Our results demonstrate that topographic representations, common in the sensory and motor cortices, can emerge within the brain to represent abstract features such as numerosity. Similarities in cortical organization suggest that the computational benefits of topographic representations, for example efficiency in wiring, apply to higher-order cognitive functions and sensory-motor functions alike. As such, topographic organization may be common in higher cognitive functions. On the other hand, topographic organization supports the view that numerosity perception resembles a primary sense. These views are not mutually exclusive, but both challenge the established distinction between primary topographic representations and abstracted representations of higher cognitive functions.

It seems to me that the brain is a remarkable system that integrates everything that the body detects in sensation. And that the paths of this integration are continuous, from the most fundamental to the most complex.  I recently had a conversation with my daughter about reading.  For whatever reason, my daughter resists the idea that words on the page are symbolic representations of sounds.  And this resistance inhibits her ability to read new words.  There was a time when she needed to read out loud in order to fully comprehend what she was reading.  And now, while she’s made significant progress reading to herself, it will happen that the words on the page aren’t making sense.  But if she hears them, meaning is immediately comprehended.  As we talked about it, I told her that her brain was doing an amazing thing when it translated something it was seeing into the meaning that was carried in sound.  This action is another kind of integration of various cognitive processes.  A systematic approach, contained in our biology, allows the body to build meaning over and over again.   This conversation came to mind again today, when  I read today about language in a recent piece on scientificamerican.com by Joshua Hartshorne.   Hartshorne makes the following observation:

The second striking feature of language is that when you consider the space of possible languages, most languages are clustered in a few tiny bands. That is, most languages are much, much more similar to one another than random variation would have predicted.

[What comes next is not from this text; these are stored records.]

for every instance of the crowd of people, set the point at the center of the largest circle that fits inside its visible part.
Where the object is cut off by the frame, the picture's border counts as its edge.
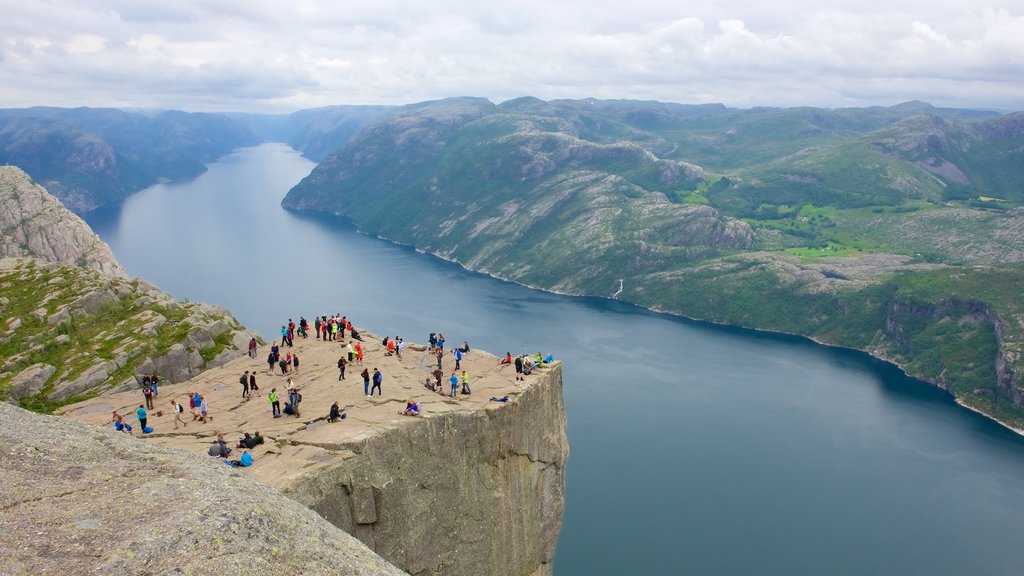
(338, 329)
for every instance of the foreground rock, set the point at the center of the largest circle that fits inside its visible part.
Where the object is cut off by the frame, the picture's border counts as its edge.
(81, 499)
(36, 223)
(471, 487)
(77, 331)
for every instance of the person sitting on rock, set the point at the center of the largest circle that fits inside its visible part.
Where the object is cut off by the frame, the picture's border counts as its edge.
(245, 461)
(247, 442)
(219, 448)
(412, 408)
(119, 422)
(337, 413)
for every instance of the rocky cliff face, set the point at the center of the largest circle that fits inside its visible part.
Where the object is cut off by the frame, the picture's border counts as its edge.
(67, 331)
(35, 223)
(460, 494)
(81, 499)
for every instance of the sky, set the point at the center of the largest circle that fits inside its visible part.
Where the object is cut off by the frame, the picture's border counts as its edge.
(282, 55)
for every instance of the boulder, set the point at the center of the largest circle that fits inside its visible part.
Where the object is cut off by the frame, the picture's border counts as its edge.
(31, 380)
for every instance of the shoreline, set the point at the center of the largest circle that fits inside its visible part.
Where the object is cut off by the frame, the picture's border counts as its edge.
(709, 323)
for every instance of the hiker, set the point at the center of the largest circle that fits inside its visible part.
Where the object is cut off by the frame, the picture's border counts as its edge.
(246, 442)
(204, 410)
(177, 409)
(336, 413)
(294, 398)
(245, 461)
(412, 408)
(142, 417)
(378, 379)
(147, 393)
(119, 422)
(274, 403)
(219, 448)
(455, 384)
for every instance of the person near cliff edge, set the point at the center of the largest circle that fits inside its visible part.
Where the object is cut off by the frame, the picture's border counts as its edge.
(378, 380)
(142, 417)
(274, 403)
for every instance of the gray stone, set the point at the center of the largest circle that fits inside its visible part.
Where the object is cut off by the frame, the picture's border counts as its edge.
(31, 380)
(140, 508)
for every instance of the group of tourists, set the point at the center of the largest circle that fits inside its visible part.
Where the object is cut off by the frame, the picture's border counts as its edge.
(288, 363)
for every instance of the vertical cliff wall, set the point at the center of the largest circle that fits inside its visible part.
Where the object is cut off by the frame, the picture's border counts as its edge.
(464, 493)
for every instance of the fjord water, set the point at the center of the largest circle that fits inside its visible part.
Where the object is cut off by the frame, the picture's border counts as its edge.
(694, 449)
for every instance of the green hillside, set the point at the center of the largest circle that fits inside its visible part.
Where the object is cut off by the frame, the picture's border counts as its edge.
(890, 230)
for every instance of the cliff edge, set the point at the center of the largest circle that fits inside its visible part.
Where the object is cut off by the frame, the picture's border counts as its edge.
(36, 223)
(81, 499)
(470, 487)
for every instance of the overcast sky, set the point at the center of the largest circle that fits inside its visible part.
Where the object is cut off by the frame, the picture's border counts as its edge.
(281, 55)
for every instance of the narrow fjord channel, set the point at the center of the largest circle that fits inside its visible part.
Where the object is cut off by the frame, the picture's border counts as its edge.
(694, 449)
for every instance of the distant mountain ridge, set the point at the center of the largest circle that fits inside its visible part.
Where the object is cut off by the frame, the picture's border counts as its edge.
(897, 231)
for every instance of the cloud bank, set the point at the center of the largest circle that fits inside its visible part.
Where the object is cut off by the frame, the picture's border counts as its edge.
(263, 55)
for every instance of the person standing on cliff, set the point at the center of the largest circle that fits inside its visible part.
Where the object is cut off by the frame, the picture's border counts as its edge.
(142, 417)
(274, 403)
(177, 409)
(378, 380)
(244, 380)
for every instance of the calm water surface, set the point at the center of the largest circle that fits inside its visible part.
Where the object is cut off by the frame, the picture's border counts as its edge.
(694, 449)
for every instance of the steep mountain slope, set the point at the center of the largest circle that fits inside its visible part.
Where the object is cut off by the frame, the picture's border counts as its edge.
(83, 499)
(90, 157)
(809, 221)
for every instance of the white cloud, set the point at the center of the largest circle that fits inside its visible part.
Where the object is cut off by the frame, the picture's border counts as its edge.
(267, 55)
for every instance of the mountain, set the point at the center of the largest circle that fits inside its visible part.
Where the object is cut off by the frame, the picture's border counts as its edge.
(90, 157)
(73, 325)
(897, 231)
(315, 132)
(128, 506)
(37, 224)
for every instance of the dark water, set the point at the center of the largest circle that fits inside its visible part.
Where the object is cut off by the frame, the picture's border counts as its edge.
(694, 449)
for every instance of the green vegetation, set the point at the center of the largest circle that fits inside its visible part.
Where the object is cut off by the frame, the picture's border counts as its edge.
(74, 320)
(898, 231)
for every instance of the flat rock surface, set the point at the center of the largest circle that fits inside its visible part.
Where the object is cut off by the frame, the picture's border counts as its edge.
(83, 499)
(296, 445)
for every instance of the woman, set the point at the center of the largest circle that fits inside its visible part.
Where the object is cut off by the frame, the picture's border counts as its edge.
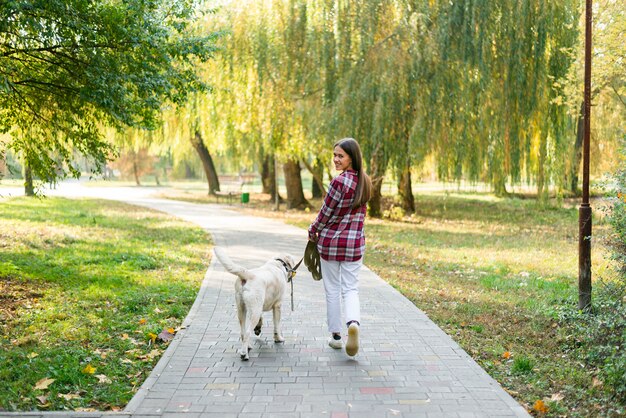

This design-constraint is interesting if you consider that there is likely a design-constraint on every aspect of cognition, on everything that we think we know.  Perhaps this is a consequence of the way cognitive processes are consistently integrated.  And, I would argue, that while mathematics is full of its own design constraints, the magic of what it does is found in the extent to which it can provide eccentric possibilities, or let more into the constrained system, by providing a uniquely thorough investigation of its own constraints.